The Classical Monolithic View of Helper T Cell Differentiation: Lineages and Master Regulators. Initial studies arising from in vitro cultured Thelper1 (Th1) and Th2 cells led to the idea that these subsets behaved like lineages, meaning their phenotype (i.e. selective cytokine production) was inflexible. Accordingly, these subsets expressed lineage-defining transcription factors that were sufficient to impart this selective cytokine production. As newer subsets of cytokine producing cells were identified, they too were viewed as stable lineages.

Fig. 2

Flexibility and Plasticity of Helper T cells. Recent studies of Th cells have revealed more flexibility in cytokine production than predicted by earlier work and there are now many examples of plasticity of Th cell phenotype. CD4⁺ T cells can change their profile of cytokine production (dotted lines) and there are now circumstances in which the expression of master regulators is transient or instances where cells express more than one master regulator. New subsets are also recognized such as Th9 and Th22 cells, which selectively produce IL-9 and IL-22 respectively.

Fig. 3

A More Nuanced View of Th Differentiation and Regulated Expression of Transcription Factors.

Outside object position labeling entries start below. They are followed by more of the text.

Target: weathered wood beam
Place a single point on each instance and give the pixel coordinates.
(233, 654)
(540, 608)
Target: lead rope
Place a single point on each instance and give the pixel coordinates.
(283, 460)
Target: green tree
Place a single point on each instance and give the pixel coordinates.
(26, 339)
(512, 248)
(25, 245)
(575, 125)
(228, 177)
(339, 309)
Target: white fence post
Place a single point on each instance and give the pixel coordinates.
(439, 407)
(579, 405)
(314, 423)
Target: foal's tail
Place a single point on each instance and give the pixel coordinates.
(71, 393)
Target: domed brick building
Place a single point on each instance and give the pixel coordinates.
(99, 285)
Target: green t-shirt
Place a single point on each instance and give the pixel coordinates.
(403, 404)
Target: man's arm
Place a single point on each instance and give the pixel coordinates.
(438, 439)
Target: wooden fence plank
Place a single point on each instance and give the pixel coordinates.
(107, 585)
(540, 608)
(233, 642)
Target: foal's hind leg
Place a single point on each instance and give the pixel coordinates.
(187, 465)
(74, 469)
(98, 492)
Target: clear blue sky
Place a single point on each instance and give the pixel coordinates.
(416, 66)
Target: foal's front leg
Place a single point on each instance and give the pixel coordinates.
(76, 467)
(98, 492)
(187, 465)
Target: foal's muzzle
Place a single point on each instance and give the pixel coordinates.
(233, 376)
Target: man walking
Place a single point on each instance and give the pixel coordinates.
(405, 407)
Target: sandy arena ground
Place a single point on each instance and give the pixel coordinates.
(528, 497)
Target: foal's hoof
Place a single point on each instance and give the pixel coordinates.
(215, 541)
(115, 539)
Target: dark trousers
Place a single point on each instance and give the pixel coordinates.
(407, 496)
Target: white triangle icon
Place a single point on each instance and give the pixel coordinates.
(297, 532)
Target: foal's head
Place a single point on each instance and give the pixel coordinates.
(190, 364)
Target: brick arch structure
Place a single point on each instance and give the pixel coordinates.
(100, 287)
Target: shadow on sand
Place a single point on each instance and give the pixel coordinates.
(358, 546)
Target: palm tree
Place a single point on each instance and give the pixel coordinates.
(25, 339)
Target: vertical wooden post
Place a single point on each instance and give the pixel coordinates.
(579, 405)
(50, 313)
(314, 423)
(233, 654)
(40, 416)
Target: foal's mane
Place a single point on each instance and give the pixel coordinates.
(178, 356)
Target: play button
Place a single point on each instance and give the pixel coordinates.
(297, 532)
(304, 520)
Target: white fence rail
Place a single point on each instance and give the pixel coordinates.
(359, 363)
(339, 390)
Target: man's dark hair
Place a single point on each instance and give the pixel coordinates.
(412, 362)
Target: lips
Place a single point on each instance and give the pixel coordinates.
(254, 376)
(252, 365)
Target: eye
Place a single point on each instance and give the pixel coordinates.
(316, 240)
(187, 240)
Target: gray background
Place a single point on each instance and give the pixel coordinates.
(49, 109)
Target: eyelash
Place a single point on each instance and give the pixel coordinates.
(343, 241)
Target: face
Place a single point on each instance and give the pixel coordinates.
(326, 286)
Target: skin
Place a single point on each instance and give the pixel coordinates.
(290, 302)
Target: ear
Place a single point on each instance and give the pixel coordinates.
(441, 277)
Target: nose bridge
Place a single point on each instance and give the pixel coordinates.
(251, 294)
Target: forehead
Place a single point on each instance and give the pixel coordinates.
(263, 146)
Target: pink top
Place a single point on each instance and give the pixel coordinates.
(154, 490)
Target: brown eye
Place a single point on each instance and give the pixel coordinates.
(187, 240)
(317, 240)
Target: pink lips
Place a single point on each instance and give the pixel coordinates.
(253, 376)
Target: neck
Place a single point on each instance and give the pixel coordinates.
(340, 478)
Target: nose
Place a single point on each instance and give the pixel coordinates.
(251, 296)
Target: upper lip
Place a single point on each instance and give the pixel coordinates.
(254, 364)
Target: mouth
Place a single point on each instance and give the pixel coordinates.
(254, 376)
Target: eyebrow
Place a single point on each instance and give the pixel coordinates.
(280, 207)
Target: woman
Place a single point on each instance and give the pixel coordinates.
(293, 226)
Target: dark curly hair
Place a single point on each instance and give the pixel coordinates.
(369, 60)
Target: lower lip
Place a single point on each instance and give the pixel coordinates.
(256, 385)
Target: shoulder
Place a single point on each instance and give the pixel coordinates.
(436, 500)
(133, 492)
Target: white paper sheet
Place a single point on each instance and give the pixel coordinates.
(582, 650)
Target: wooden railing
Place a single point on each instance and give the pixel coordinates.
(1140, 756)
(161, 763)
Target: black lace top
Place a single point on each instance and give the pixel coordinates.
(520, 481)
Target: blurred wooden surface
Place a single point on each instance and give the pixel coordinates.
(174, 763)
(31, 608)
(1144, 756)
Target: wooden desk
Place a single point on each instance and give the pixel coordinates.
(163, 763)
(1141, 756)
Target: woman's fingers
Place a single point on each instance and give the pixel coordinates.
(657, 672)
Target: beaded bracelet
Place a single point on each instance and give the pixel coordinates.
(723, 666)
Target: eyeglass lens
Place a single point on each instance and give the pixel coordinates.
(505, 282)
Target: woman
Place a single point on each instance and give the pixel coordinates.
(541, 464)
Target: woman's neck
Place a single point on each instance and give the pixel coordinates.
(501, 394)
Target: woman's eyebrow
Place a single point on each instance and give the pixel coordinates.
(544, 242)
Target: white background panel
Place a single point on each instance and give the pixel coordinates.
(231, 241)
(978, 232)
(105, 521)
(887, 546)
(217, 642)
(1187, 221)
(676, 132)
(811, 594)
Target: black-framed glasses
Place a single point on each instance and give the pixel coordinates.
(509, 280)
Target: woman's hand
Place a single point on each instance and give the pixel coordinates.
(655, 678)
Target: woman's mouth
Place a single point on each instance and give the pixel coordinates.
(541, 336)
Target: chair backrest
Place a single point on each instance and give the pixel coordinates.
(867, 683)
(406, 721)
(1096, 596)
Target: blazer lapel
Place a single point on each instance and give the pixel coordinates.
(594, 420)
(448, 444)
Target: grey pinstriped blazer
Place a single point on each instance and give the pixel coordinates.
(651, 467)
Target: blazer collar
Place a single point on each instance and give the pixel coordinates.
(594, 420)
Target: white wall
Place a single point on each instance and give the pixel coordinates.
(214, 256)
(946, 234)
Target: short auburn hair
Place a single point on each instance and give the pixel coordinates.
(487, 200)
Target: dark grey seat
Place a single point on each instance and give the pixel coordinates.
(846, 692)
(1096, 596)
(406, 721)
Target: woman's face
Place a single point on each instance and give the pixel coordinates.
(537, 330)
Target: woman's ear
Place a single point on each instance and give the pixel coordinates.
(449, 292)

Recent insights suggest that it is probably more appropriate to view the process of Th cell differentiation in the context of varying ratios of transcription factors, whose expression is regulated by an array extrinsic and intrinsic factors. That is, some factors like GATA3 and Rorγt have roles in thymic T cell development, but in some subsets, the expression of these factors is further induced (Th2 and Th17 respectively), whereas in other subsets (e.g. Th1 cells), expression declines. Foxp3 is highly expressed in T reg cells, but it now appears that it can be expressed more widely in T cells in which its expression is transient. Rorγt and Foxp3 can be expressed in the same cells and associate with one another. Other Foxp3+ Tregs express T-bet, which seems to be important for the proper trafficking to sites of inflammation. Th17 cells, which express Rorγt, can also express T-bet and acquire the ability to make IFN-γ. Follicular helper T cells express the transcriptional repressor Bcl6. Tfh can arise independently from other subsets, can also be generated from other T helpers or can even develop to preferentially express cytokines typically expressed by helper cell subsets. Cytokines that drive helper cell differentiation induce expression of these different transcription factors, but in addition epigenetic factors also influence expression. However, the epigenetic modifications of the genes encoding T-bet and GATA3 suggest that they are “poised” for expression. In addition, microRNAs and another factor that can tune gene expression in helper cell subsets. Thus, the bottomline is that transcription factor expression is more dynamic and fluid than originally recognized. Not surprisingly, the cytokines regulated by these factors also seem to have more plasticity in their regulation. Although, a few transcription factors are shown, this is undoubtedly a vast oversimplification and likely a panoply of the factors contribute to the specialized function of T cells.